On sait que ses critiques pouvaient être injustes, il convient donc de rectifier : tout d’abord il n’y a pas de vodka. Ensuite, on peut voir des Russes. Il y en a. Pas trop. Ils ne gênent pas et laissent les promeneurs contempler quelques artistes français: Cézanne, Bonnard, quelques impressionnistes dont Monet et même Renoir. On y voit des Gauguin aussi et si Chagall avait été représenté, on aurait dit qu’il y avait de chagaux. Heureusement, il n’y a pas de Chagall.
Donc, il faut y aller avant que les sanctions qui vont pleuvoir sur la Russie ne conduisent le gouvernement français à enfermer la collection Morosov dans la cage aux singes du Jardin d’Acclimations (notons qu’entre cette dernière et l’œuvre de l’architecte Gehry, il n’y a pas grande différence).
Pour ceux qui ne veulent pas se compromettre avec le régime poutinien, je suggère une longue visite au musée d’Orsay. Là aussi, on trouve des Cézanne, des Bonnard, des Maurice Denis etc . En cherchant bien, je suis sûr qu’on y trouve des peintres russes. Mais c’est sans importance, surtout en ce moment.
Magdalena Lamri
Chez Galerie Sabine Bayasli
99 rue du Temple
75003 Paris
Une nouvelle galerie dans le Marais ? Installée depuis deux ans. Pas de bol, tout était opérationnel en début 2020 ! Finalement, la preuve a été fournie que le temps n’est pas entre nos mains !

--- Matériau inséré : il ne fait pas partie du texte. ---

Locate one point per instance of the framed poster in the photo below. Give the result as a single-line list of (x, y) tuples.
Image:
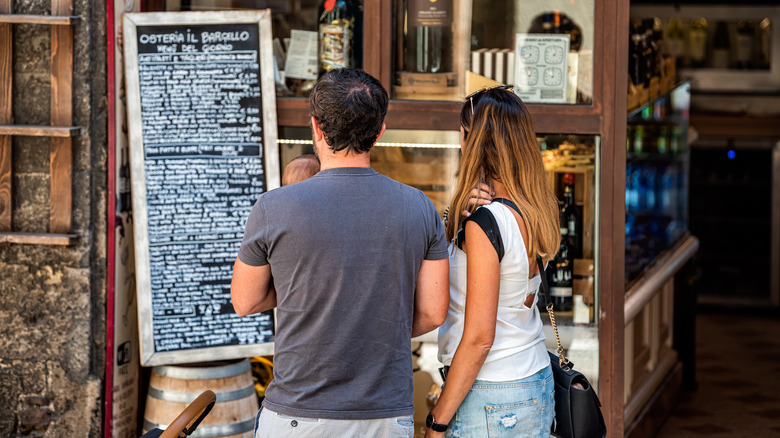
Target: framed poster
[(541, 67), (202, 127)]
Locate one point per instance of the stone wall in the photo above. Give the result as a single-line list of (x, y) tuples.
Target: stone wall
[(53, 299)]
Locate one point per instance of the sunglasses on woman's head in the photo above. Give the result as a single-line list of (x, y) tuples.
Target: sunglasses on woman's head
[(471, 96)]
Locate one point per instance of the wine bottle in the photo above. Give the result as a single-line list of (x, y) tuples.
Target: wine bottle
[(340, 34), (721, 46), (697, 43), (636, 68), (658, 41), (561, 275), (675, 41), (653, 68), (125, 199), (745, 37), (765, 43), (572, 216), (428, 44)]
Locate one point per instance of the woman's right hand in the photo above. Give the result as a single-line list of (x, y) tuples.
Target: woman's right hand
[(481, 195)]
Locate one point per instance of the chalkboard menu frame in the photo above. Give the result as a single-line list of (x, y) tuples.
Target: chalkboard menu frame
[(176, 29)]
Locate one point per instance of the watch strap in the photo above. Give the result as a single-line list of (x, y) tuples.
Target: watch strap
[(431, 423)]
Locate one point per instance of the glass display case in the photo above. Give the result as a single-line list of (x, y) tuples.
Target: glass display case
[(657, 162), (448, 48), (722, 47)]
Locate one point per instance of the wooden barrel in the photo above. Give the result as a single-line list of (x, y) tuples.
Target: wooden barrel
[(172, 388)]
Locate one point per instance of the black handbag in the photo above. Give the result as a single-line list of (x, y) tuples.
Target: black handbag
[(577, 407)]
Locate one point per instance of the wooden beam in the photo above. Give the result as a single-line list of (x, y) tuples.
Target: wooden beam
[(55, 20), (610, 82), (38, 239), (40, 131), (6, 92), (61, 164)]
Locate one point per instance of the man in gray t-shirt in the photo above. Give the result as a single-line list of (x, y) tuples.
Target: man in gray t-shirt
[(355, 264)]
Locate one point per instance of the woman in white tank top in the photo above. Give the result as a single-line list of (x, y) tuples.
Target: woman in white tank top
[(499, 381)]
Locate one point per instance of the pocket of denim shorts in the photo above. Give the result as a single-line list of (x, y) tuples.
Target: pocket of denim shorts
[(513, 419), (405, 421)]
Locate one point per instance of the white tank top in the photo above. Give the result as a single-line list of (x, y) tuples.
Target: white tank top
[(518, 349)]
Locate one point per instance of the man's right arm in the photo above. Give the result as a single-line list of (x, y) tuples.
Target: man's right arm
[(252, 289), (431, 297)]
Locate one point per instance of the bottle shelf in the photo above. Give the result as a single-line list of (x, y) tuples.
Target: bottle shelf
[(7, 238), (55, 20), (40, 131)]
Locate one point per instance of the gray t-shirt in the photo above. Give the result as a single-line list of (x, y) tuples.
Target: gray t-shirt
[(345, 248)]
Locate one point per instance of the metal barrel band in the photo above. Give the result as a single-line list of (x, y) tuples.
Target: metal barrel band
[(211, 431), (203, 373), (188, 397)]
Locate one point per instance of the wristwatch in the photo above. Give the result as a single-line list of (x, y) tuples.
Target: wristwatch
[(431, 423)]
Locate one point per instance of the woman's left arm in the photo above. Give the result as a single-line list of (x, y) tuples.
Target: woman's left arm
[(483, 277)]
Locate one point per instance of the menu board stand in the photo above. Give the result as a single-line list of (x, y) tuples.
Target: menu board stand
[(202, 128)]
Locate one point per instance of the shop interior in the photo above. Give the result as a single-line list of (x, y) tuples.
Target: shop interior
[(694, 276)]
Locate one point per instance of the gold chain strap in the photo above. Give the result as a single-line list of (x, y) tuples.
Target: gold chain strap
[(562, 361)]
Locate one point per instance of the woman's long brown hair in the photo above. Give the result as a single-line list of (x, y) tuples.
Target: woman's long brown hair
[(500, 144)]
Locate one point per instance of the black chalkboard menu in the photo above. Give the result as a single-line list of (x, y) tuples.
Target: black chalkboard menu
[(202, 121)]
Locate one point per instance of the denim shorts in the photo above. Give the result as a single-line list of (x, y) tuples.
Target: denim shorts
[(517, 408), (269, 424)]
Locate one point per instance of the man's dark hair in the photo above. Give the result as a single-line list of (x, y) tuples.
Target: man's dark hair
[(350, 106)]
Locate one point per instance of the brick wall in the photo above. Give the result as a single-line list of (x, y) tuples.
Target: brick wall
[(53, 299)]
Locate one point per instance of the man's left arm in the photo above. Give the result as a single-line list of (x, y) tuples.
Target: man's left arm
[(431, 296), (252, 289)]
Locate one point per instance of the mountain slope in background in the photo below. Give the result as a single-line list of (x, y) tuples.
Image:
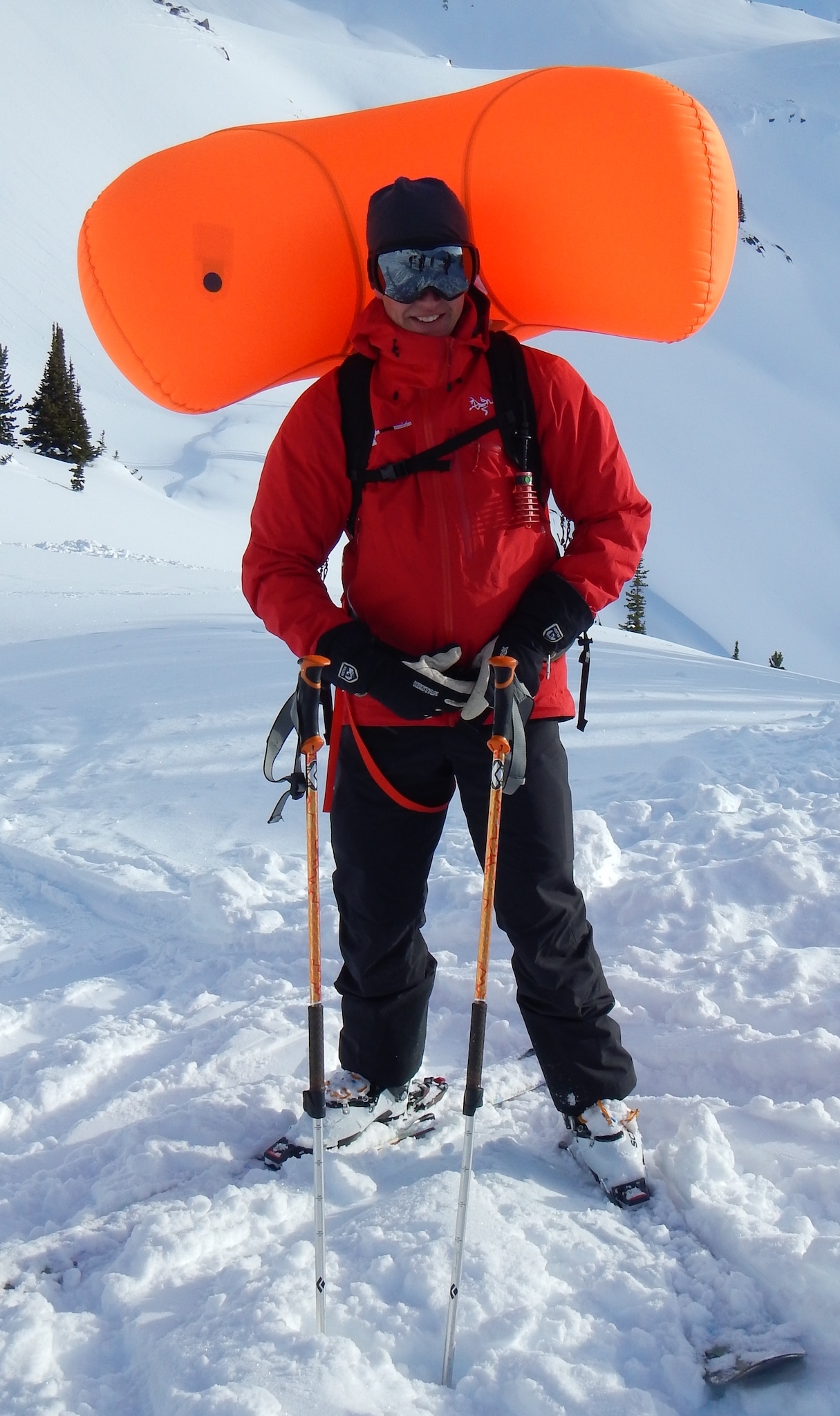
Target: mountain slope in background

Toujours selon la même façon de procéder, je me promène, je regarde les devantures des galeries quelles qu’elles soient et… je stoppe et je reviens en arrière et à la fin si mon premier sentiment était le bon, je rentre dans la galerie et passe au scanner les œuvres de l’artiste qui a provoqué la mise en mouvement de la « procédure ».
Et, c’était une bonne idée car sont exposés dans cette galerie, les œuvres d’une jeune femme, une artiste française, qui peint et dessine essentiellement. Les œuvres exposées sont des dessins. Regarder un dessin est très différent du regard qu’on porte sur une peinture. Les dessins sont apparentés aux livres. On ne peut s’empêcher de les regarder comme s’il y avait à lire en eux. Ajoutons que quelle que soit la perfection qui accompagne le geste du dessinateur, il y a toujours dans un dessin une part d’hésitation, un tracé qui n’est pas uniforme, un trait qui n’a rien d’assuré. C’est probablement ce qui en fait à la fois la séduction mais aussi qui lui confère une impression d’inachevé !
En d’autres temps, un autre dessinateur m’avait complètement subjugué : Zonder que la Maison Rouge avec exposé de façon magistrale. Les rapports entre les deux dessinateurs sont frappants. Certains thèmes sont communs.
Les dessins de Magdalena Lamri sont de cette sorte et ils le sont d’autant plus qu’ils ont très souvent pour thème l’inachevé, l’inabouti, la dislocation ou mieux encore la dissolution, du monde, de ce qui nous entoure. Ils le portent dans leur intitulé. « A petit feu » est le titre d’un dessin montrant la combustion d’un fauteuil et la vraie fragilité de la vie.
« Dans la nuit, nos contes déchus » est une merveille de dessin « fantastique » et de poésie sur la vie qui s’efface et se dissout.
Magdalena Lamri a l’âme d’une conteuse qui ne livrera pas la fin de l’histoire, car le charme ou l’inquiétude, ou encore le vrai sens de celle-ci résident justement en ce que le conte continue son existence dans la tête et les rêves du regardeur. L’achever serait l’appauvrir.